Grant Wiggins really does not like this paper–much of his most recent post (which inspired me to dust off my keyboard here) is spent picking it apart, particularly the “ludicrous” emphasis Sweller et al place on novice vs. expert learners.  I think Wiggins misunderstands the authors on that point.  Granted, I’m a layman, but I think the difference between novice and expert learners is pretty simple: isn’t it the difference between someone who’s encoded the information being studied into long-term memory and someone who’s still processing it from working memory?

The strong opinions (not limited to Wiggins by any means) reflect the fact that this theory of memory and cognition points out shortcomings of inquiry learning.  As I’ll describe at the bottom of this post, it does not actually mean that you should never use inquiry, but some people on both sides of the debate say it does, particularly when the theory itself is misunderstood.

Critiquing Shipping Routes

How would this play out in Shipping Routes?  In order to be successful with Dan’s lesson, students need to try different pairs of round-trip times on the simulator to discover what governs when the boats are back in sync.  Students can set times to the tenth of a second, e.g, 3.2 min for the first boat and 4 min for the second boat.  These boats would by in sync for the first time after 16 minutes.  Would they notice how 16 arises from 3.2 and 4 as the least common multiple?

Let’s give the lesson the benefit of the doubt and say that a teacher would suggest (or have a student suggest) that everyone try whole-number times to start.  So one group of students might, for example, try 2 min and 6 min. and discover that the answer, 6 min, is the larger number.  At this point, Dan would have the teacher challenge this group to see if that rule always works, with an eye toward finding counterexamples. Dan says,

If a student just tries the first example and says, “It’s easy. It’s always the longer of the two times.” I can then say, “Great. But try that on several more examples and make sure it works.” (It won’t.) Or I can suggest one of the other two categories.
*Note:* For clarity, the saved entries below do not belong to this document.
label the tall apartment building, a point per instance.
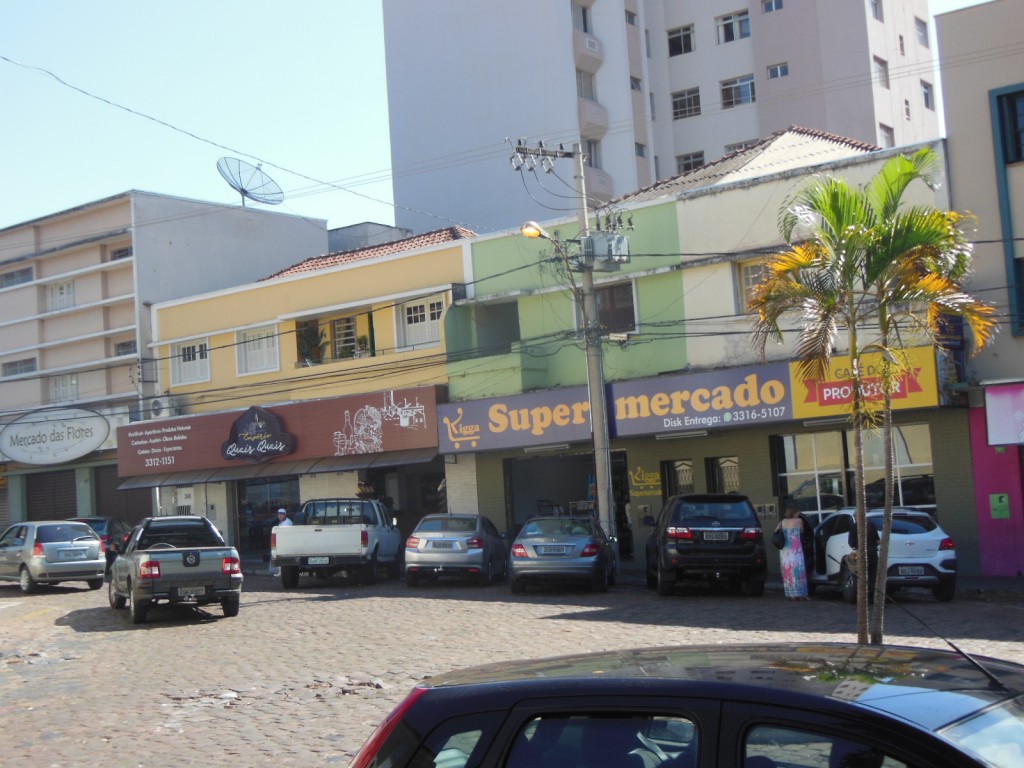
(76, 361)
(649, 87)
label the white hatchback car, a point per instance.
(921, 554)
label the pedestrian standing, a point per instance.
(792, 555)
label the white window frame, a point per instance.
(921, 27)
(881, 68)
(190, 361)
(732, 27)
(64, 388)
(737, 91)
(687, 40)
(257, 350)
(420, 322)
(928, 94)
(686, 103)
(60, 295)
(689, 162)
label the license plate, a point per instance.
(551, 550)
(911, 570)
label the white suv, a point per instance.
(921, 554)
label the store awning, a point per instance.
(279, 469)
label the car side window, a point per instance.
(605, 741)
(770, 745)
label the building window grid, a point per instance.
(882, 72)
(733, 27)
(18, 368)
(737, 91)
(686, 103)
(257, 350)
(922, 29)
(928, 94)
(681, 41)
(64, 388)
(60, 295)
(16, 278)
(689, 162)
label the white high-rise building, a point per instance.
(649, 87)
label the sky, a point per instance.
(103, 96)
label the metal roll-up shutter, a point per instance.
(128, 505)
(51, 496)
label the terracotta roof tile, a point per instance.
(437, 237)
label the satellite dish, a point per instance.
(250, 181)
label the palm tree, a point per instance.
(862, 258)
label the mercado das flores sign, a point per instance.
(685, 402)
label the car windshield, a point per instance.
(66, 531)
(907, 524)
(559, 526)
(450, 524)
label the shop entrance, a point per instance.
(563, 482)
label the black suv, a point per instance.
(707, 537)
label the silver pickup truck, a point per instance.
(337, 537)
(178, 559)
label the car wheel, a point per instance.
(290, 577)
(117, 601)
(666, 583)
(848, 583)
(26, 582)
(485, 574)
(139, 609)
(230, 605)
(945, 591)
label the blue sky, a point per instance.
(298, 86)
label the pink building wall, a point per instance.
(997, 472)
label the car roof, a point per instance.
(928, 687)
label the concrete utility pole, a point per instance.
(592, 336)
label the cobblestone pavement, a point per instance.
(300, 678)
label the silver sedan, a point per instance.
(49, 552)
(561, 549)
(457, 546)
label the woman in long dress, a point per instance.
(792, 556)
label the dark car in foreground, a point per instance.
(806, 706)
(709, 538)
(466, 546)
(112, 531)
(50, 552)
(561, 549)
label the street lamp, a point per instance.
(595, 376)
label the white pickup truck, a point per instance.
(337, 537)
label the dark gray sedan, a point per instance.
(561, 549)
(456, 546)
(49, 552)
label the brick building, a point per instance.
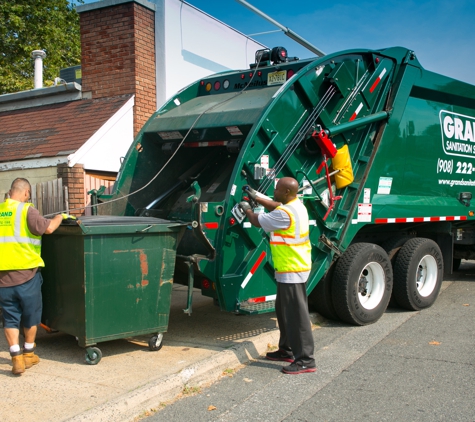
(135, 53)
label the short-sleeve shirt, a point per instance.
(37, 225)
(280, 220)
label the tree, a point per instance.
(25, 25)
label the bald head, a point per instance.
(20, 190)
(286, 190)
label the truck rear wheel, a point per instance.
(362, 284)
(321, 296)
(418, 274)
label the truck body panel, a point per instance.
(410, 135)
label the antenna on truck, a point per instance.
(287, 31)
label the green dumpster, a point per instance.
(109, 277)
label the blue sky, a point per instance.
(441, 32)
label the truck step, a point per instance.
(258, 308)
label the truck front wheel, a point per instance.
(362, 284)
(418, 274)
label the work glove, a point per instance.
(251, 193)
(68, 217)
(245, 206)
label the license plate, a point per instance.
(277, 78)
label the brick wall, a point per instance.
(73, 179)
(118, 55)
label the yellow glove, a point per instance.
(68, 217)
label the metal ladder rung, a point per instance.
(258, 308)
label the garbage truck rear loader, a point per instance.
(382, 149)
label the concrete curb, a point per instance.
(152, 394)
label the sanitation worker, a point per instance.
(287, 222)
(21, 228)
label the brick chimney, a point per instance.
(118, 53)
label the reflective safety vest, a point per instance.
(291, 248)
(19, 248)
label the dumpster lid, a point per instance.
(114, 220)
(111, 224)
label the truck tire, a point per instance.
(418, 274)
(362, 284)
(320, 297)
(392, 246)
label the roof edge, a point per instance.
(41, 96)
(108, 3)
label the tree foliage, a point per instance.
(25, 25)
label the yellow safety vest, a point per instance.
(291, 248)
(19, 248)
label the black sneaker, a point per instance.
(280, 355)
(298, 368)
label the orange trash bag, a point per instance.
(342, 162)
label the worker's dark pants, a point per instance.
(294, 321)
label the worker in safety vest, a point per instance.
(287, 222)
(21, 227)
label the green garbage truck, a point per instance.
(382, 148)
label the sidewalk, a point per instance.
(130, 378)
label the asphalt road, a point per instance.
(409, 366)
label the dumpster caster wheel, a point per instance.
(156, 342)
(93, 355)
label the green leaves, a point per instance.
(49, 25)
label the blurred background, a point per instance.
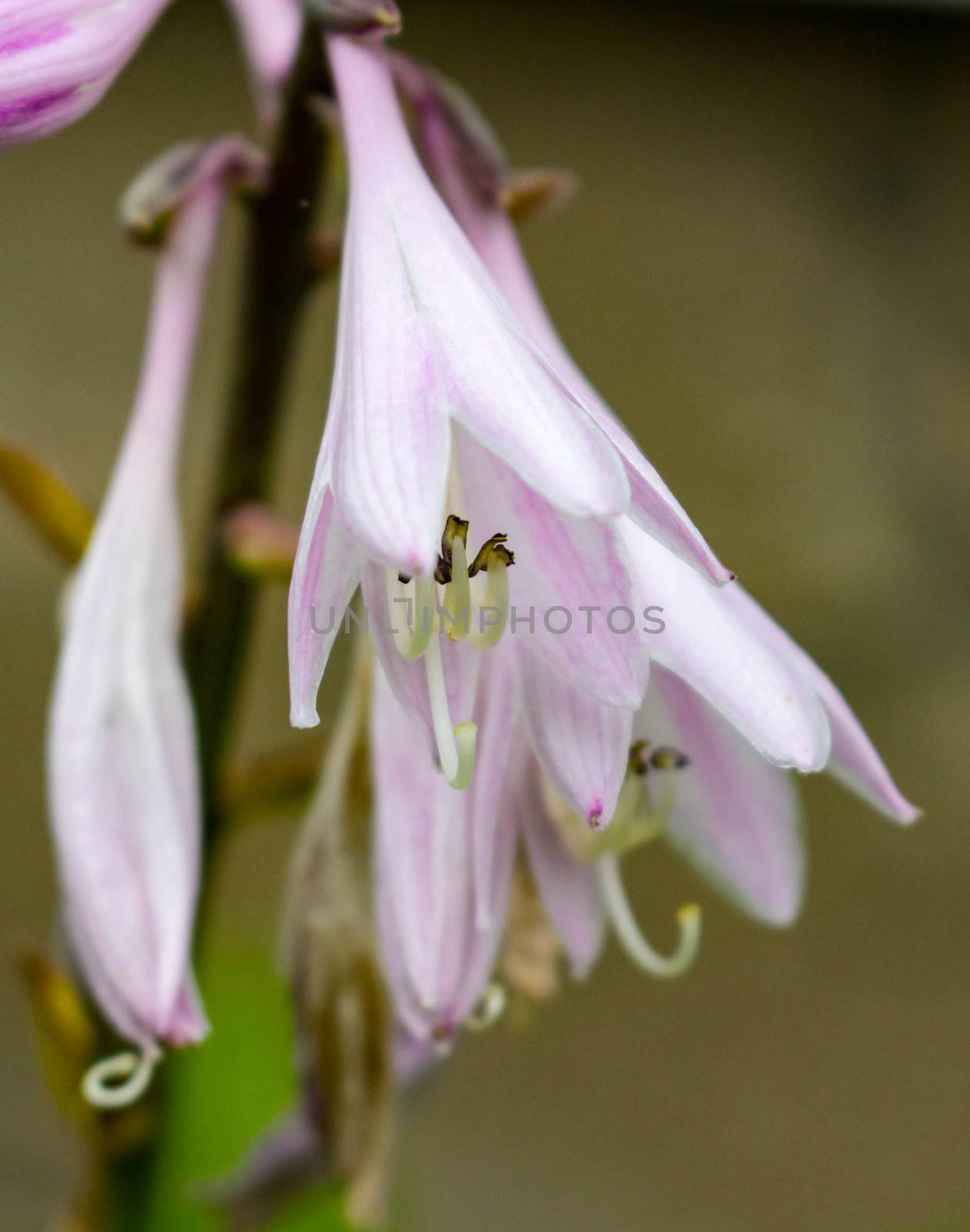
(767, 273)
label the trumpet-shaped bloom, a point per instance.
(442, 862)
(123, 779)
(731, 706)
(451, 429)
(446, 139)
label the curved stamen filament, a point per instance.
(628, 930)
(119, 1081)
(495, 603)
(456, 745)
(413, 622)
(489, 1008)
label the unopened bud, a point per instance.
(156, 192)
(356, 16)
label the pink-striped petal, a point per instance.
(425, 336)
(125, 798)
(709, 646)
(325, 576)
(583, 745)
(569, 889)
(569, 576)
(735, 816)
(853, 761)
(653, 505)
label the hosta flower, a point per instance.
(733, 705)
(454, 449)
(58, 59)
(125, 800)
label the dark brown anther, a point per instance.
(669, 759)
(637, 761)
(491, 548)
(456, 527)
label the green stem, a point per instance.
(277, 276)
(279, 273)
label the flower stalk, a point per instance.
(277, 276)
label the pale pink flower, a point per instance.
(58, 59)
(123, 780)
(442, 404)
(730, 694)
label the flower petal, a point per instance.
(436, 958)
(325, 574)
(715, 651)
(583, 745)
(425, 334)
(569, 890)
(653, 505)
(125, 796)
(735, 816)
(408, 677)
(855, 761)
(569, 576)
(59, 57)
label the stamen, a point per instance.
(457, 601)
(489, 1008)
(493, 558)
(119, 1081)
(456, 745)
(413, 624)
(628, 930)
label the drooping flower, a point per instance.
(58, 59)
(123, 780)
(453, 449)
(466, 162)
(733, 702)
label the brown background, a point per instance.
(767, 274)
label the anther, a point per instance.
(453, 571)
(413, 618)
(628, 930)
(493, 560)
(119, 1081)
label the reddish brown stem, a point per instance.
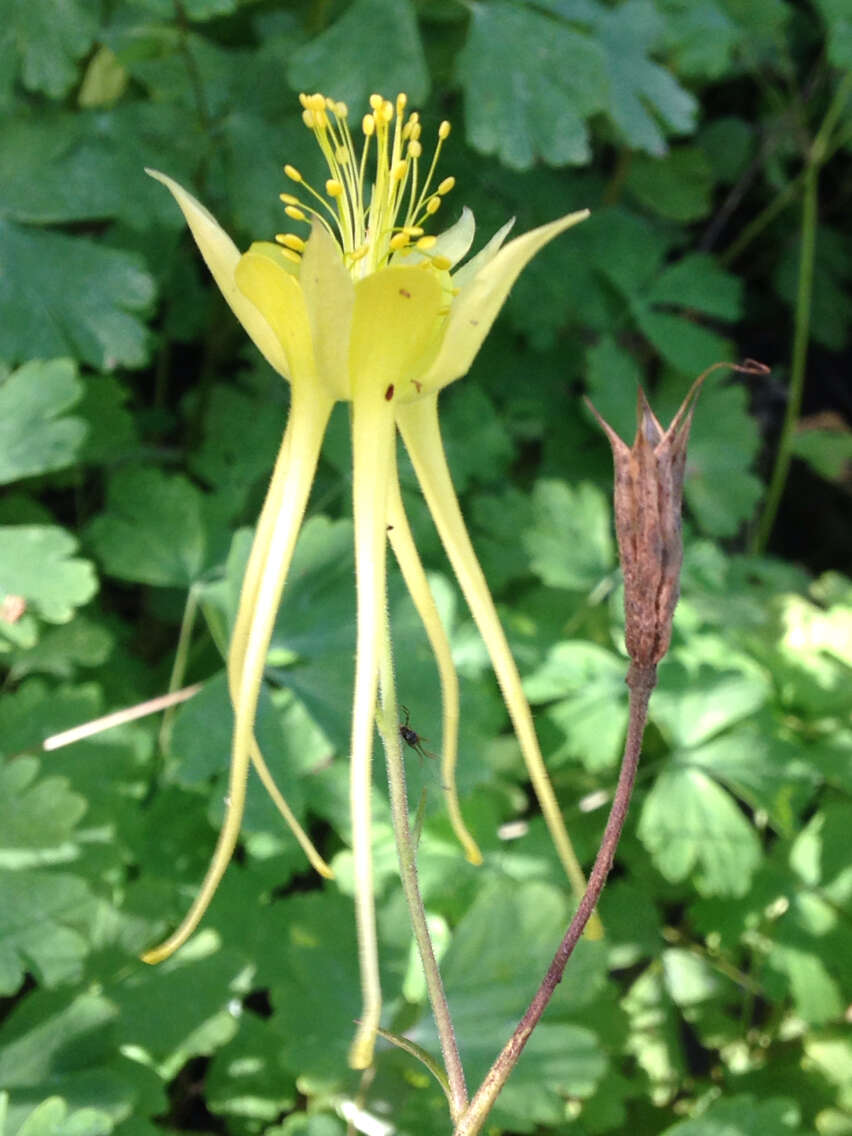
(641, 681)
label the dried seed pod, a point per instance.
(649, 486)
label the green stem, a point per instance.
(641, 682)
(373, 447)
(801, 335)
(818, 153)
(387, 727)
(422, 434)
(178, 668)
(402, 542)
(309, 415)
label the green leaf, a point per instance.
(832, 289)
(762, 769)
(612, 376)
(38, 816)
(569, 541)
(245, 1080)
(34, 711)
(719, 489)
(544, 116)
(700, 38)
(111, 435)
(696, 281)
(644, 95)
(241, 440)
(476, 442)
(35, 434)
(69, 297)
(42, 916)
(60, 1044)
(653, 1040)
(691, 826)
(742, 1116)
(305, 936)
(838, 22)
(340, 60)
(591, 713)
(692, 706)
(678, 186)
(828, 452)
(508, 935)
(494, 521)
(49, 40)
(36, 562)
(152, 529)
(183, 1008)
(53, 1118)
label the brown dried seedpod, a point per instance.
(649, 486)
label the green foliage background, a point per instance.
(136, 429)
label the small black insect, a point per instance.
(411, 737)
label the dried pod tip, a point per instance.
(648, 500)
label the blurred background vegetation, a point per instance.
(138, 426)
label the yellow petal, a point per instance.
(222, 256)
(276, 294)
(454, 242)
(476, 307)
(394, 324)
(483, 257)
(330, 298)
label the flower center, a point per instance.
(392, 223)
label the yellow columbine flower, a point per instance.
(367, 308)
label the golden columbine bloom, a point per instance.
(369, 309)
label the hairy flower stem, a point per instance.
(422, 434)
(641, 681)
(389, 729)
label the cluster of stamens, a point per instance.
(392, 223)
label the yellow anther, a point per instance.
(289, 255)
(291, 241)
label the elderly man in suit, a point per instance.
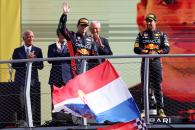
(28, 51)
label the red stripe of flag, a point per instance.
(103, 72)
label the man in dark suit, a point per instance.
(28, 51)
(103, 47)
(61, 71)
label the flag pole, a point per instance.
(84, 68)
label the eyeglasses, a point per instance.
(83, 25)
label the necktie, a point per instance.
(27, 51)
(62, 48)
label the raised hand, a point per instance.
(66, 7)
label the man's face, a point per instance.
(177, 19)
(94, 28)
(28, 38)
(82, 28)
(151, 24)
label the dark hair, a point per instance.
(80, 21)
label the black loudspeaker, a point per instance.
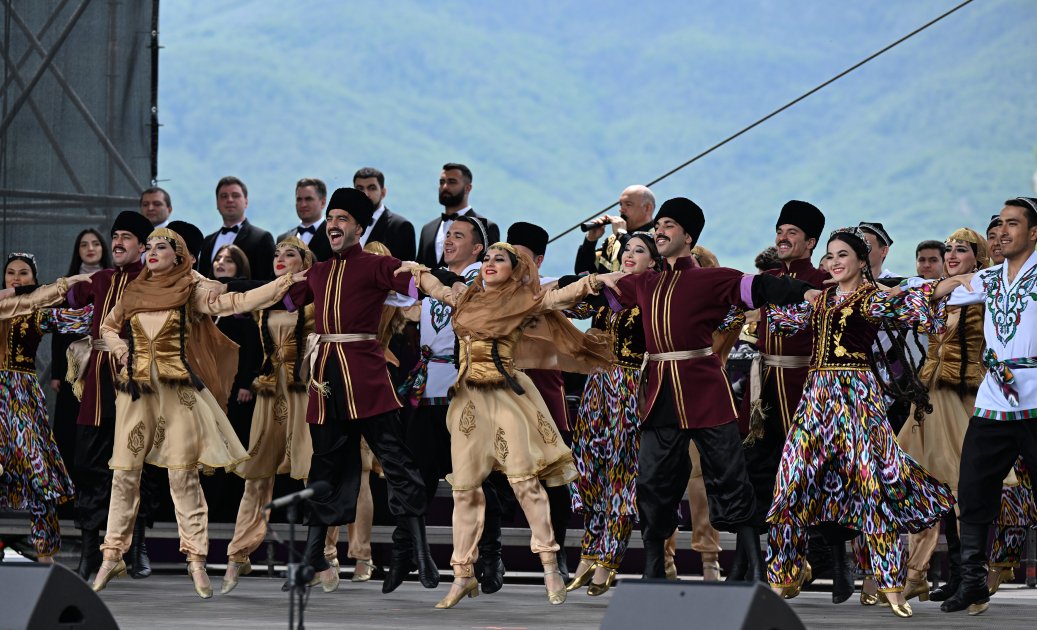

But I’d rather not offer those categories before the student has even considered why she might need them, or even the fact that there are different categories.

The other categories are coprime numbers (like 2 and 5) or numbers with a common factor (like 6 and 10).  Students have to identify the three situations and find the rule for each, with minimal guidance.

Do you see how this might overtax working memory to the point of inhibiting long-term memory formation…how students might successfully find one or two of the three rules on Monday and then walk in on Tuesday having forgotten what they’d discovered?  Or find all three rules, but be unable to remember the first one by the time they find the last one?  If you don’t think this would tax their memories, keep in mind that many students have to stop and think or count on their hands just to remember that (3)(6) = 18.

Modifying Shipping Routes

How could Shipping Routes be adapted so it accounted for working memory limitations?  Here’s what I would do.  Whatever rule students discover first, before encouraging them to find cases where their new rule DOESN’T work and where they need to create a new rule, I’d have them fully digest the math behind the rule that they have found.  They’ve just found this rule.  It’s fragile, sitting in their memory buffer temporarily–this is our chance to have them encode it into their long-term memory and harden it by connecting it to other conceptual schema already in their brains.  (Yes, I do believe strongly in developing conceptual understanding in addition to mere skill development).  If we have them switch to a new search for a new rule, we throw away most of the benefit of the discovery they just made.

How would I help them practice it and connect it to other concepts?  After students played around with the simulator for a while, I’d present them with text input boxes like this and ask students to fill in the blanks:

Boat 1: 2 min

Boat 2: ______

Time until they’re in sync: _____

A computer could easily analyze student responses and figure out which rule they’ve discovered.  Let’s take the example of a student who discovered that for coprime numbers like 2 and 5, you multiply the numbers.  Now I’d want to have the students really dig into that rule.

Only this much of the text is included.